Further, each of the one or more data inputs of a particular analytic may have an associated uncertainty. For example, a measured value may have an associated uncertainty based upon the hardware limitations of the measuring device. By specific example, a temperature sensor may measure a temperature with a particular degree of accuracy, such as ±5%. As such, the temperature measurement provided by the temperature sensor may have an uncertainty of ±5%. Furthermore, when this temperature measurement is used as a data input of a particular analytic, the one or more outputs of the particular analytic will also have a particular uncertainty. For models of complex systems, which may include networks of interconnected analytics, the uncertainty introduced by a particular data input may be propagated throughout the network of analytics, and may introduce uncertainty into the one or more outputs of the model.
BRIEF DESCRIPTIONIn an embodiment, a computer-implemented method includes receiving instructions to execute an analytic, wherein the instructions comprise one or more analytic inputs and a corresponding one or more uncertainty values, and wherein the analytic defines a continuous, monotonic mathematical function. The method includes executing the analytic using the one or more analytic inputs to determine one or more analytic outputs. The method also includes executing an uncertainty calculation to estimate one or more uncertainty outputs corresponding to the one or more analytic outputs, based, at least in part, on the one or more analytic inputs and the corresponding one or more uncertainty values. The method further includes providing the one or more analytic outputs as well as the corresponding one or more uncertainty outputs.
In another embodiment, a system includes a memory storing a plurality of instructions that include a network of analytic nodes, wherein each analytic node of the network of analytic nodes defines a mathematical function. The system further includes a processing component configured to execute the plurality of instructions, wherein the plurality of instructions, when executed by the processing component, cause acts to be performed. The acts include receiving an input value and a corresponding uncertainty value and determining an output value as the value of the mathematical function at the input value. The acts also include determining or approximating a partial derivative of the function at the input value and performing an uncertainty calculation to estimate an uncertainty of the output value based on the determined or approximated partial derivative and the uncertainty value. The acts further include providing the output value and the estimated uncertainty of the output value.

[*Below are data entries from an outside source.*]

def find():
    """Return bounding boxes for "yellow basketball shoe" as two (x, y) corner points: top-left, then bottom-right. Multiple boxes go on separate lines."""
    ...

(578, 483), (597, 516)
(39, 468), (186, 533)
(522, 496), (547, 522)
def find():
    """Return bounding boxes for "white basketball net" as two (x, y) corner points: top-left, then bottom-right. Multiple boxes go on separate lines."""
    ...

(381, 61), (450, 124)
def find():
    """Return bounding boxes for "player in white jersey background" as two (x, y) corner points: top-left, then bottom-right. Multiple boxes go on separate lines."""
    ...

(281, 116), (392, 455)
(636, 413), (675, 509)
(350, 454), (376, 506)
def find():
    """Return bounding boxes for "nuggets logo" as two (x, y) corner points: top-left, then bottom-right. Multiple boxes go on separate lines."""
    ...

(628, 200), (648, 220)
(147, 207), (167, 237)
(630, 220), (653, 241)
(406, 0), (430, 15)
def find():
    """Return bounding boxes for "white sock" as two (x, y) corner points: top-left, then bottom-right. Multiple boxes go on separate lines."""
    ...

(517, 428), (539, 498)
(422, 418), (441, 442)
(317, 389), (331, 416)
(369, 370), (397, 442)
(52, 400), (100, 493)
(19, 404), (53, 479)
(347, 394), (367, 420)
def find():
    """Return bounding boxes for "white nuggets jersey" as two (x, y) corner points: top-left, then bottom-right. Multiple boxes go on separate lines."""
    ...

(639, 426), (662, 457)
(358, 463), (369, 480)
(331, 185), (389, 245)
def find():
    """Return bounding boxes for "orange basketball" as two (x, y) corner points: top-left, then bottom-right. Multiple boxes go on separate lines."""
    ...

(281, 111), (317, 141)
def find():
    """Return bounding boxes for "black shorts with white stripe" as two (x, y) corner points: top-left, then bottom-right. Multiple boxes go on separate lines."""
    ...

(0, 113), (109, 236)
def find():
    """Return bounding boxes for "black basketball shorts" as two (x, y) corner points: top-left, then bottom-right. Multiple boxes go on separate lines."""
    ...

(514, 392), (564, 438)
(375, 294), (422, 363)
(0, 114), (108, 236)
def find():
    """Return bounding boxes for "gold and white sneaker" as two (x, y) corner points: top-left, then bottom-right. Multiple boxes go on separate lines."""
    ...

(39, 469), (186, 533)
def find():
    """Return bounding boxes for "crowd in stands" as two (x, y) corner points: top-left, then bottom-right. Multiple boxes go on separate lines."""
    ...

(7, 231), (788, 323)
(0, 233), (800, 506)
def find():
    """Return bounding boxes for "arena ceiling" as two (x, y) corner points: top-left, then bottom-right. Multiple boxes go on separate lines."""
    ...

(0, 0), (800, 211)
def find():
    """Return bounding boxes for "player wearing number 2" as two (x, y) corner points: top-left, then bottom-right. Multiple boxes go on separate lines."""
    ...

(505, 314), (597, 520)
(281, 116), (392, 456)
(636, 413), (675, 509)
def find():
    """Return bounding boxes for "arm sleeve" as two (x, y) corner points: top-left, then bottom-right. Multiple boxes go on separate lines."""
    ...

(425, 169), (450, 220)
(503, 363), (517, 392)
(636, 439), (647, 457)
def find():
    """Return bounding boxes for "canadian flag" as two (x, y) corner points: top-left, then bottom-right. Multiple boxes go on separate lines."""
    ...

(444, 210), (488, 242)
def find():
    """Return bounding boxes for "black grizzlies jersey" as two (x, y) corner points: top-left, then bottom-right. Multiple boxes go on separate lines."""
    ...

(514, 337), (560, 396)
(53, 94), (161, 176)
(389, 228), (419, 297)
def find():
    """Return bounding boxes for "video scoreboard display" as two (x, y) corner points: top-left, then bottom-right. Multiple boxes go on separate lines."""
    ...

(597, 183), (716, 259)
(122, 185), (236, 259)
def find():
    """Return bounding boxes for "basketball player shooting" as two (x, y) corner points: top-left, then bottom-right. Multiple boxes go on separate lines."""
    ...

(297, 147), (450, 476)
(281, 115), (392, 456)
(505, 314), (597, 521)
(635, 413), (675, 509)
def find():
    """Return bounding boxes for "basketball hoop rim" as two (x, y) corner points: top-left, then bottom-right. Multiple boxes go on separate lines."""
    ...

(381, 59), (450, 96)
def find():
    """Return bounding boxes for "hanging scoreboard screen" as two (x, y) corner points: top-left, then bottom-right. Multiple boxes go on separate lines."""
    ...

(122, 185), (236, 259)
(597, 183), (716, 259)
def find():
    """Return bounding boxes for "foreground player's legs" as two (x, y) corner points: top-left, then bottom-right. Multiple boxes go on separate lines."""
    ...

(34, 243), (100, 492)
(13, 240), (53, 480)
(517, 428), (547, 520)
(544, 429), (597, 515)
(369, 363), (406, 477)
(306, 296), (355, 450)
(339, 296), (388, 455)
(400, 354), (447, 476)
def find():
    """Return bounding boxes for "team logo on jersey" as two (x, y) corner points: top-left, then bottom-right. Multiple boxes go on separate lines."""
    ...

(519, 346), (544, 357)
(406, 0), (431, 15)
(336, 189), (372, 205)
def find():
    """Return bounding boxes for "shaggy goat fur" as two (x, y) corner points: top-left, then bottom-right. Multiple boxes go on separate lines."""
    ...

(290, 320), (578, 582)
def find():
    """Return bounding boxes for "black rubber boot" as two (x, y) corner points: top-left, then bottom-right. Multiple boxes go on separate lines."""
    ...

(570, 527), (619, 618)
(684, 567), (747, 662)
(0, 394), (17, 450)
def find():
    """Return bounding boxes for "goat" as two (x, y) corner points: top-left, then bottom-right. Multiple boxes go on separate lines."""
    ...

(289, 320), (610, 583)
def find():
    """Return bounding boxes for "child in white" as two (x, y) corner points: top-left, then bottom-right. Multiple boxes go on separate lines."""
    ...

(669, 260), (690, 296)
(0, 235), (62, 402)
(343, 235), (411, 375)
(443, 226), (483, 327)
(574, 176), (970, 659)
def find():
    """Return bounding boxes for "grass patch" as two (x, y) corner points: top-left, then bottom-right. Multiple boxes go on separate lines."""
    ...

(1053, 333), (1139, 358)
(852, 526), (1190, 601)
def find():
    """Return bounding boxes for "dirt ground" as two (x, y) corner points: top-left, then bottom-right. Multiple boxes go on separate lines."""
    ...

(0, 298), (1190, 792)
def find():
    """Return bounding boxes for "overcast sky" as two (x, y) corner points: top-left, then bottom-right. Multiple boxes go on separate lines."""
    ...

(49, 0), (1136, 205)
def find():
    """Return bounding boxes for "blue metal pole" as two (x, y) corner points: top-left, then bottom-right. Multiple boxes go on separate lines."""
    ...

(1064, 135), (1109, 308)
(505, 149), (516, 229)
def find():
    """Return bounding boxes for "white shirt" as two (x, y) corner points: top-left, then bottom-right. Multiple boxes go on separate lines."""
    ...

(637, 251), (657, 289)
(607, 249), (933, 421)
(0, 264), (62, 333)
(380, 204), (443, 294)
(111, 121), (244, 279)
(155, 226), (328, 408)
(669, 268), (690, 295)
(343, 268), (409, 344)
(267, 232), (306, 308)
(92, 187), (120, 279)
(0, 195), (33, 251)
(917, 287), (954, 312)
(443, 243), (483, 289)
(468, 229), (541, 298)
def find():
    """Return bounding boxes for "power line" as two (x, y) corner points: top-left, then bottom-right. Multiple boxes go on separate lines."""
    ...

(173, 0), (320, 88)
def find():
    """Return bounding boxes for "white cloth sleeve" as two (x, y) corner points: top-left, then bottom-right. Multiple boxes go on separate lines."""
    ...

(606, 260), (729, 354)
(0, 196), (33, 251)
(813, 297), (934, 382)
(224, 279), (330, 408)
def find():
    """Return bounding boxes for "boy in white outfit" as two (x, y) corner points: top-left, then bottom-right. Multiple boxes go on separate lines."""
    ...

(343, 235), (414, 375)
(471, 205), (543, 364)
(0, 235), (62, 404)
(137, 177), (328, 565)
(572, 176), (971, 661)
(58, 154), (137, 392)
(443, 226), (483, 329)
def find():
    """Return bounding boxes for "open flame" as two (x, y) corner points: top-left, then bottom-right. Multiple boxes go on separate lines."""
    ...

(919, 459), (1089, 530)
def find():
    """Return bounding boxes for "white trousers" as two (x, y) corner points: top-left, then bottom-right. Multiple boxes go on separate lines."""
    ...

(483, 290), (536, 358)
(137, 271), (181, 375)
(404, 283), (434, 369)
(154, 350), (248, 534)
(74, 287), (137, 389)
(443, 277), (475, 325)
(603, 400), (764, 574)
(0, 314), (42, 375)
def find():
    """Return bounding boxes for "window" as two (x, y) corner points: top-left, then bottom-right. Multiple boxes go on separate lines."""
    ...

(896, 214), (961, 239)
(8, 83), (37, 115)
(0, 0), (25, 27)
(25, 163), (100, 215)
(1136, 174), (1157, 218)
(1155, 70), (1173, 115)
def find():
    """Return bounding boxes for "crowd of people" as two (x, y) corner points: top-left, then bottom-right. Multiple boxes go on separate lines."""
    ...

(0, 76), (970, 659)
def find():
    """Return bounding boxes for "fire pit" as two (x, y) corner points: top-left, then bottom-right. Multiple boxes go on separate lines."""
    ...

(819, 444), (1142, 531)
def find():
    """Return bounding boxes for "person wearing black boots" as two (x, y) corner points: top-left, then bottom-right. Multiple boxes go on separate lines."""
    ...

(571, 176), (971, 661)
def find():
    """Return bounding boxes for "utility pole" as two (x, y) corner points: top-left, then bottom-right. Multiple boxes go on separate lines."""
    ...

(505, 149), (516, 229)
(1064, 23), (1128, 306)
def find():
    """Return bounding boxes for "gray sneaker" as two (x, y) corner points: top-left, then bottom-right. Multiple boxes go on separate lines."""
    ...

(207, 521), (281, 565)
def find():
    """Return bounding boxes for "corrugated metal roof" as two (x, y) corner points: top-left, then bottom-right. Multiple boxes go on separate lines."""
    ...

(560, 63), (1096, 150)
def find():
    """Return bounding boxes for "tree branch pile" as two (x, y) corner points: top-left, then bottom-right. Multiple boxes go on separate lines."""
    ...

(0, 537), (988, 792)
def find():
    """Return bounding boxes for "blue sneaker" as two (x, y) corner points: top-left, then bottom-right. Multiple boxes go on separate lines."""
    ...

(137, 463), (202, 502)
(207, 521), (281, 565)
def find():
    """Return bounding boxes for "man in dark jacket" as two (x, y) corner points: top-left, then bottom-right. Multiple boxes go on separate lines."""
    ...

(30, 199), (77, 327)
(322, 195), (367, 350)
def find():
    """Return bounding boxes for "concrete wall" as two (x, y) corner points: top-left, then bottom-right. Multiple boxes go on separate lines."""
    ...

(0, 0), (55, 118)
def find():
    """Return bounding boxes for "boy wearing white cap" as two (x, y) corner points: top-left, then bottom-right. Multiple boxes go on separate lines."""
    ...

In another embodiment, a non-transitory, computer-readable medium includes one or more instructions executable by a processor of an electronic device. The instructions include instructions to receive an input value and an uncertainty value and instructions to determine the output value of a mathematical function at the input value. The instructions include instructions to determine or approximate a partial derivative of the mathematical function at the input value and instructions to estimate an uncertainty of the output value based on the determined or approximated partial derivative and the uncertainty value. The instructions include instructions to provide the estimated uncertainty of the output value.
These and other features, aspects, and advantages of the present invention will become better understood when the following detailed description is read with reference to the accompanying drawings in which like characters represent like parts throughout the drawings, wherein:
One or more specific embodiments of the present disclosure will be described below. In an effort to provide a concise description of these embodiments, all features of an actual implementation may not be described in the specification. It should be appreciated that in the development of any such actual implementation, as in any engineering or design project, numerous implementation-specific decisions must be made to achieve the developers' specific goals, such as compliance with system-related and business-related constraints, which may vary from one implementation to another. Moreover, it should be appreciated that such a development effort might be complex and time consuming, but would nevertheless be a routine undertaking of design, fabrication, and manufacture for those of ordinary skill having the benefit of this disclosure.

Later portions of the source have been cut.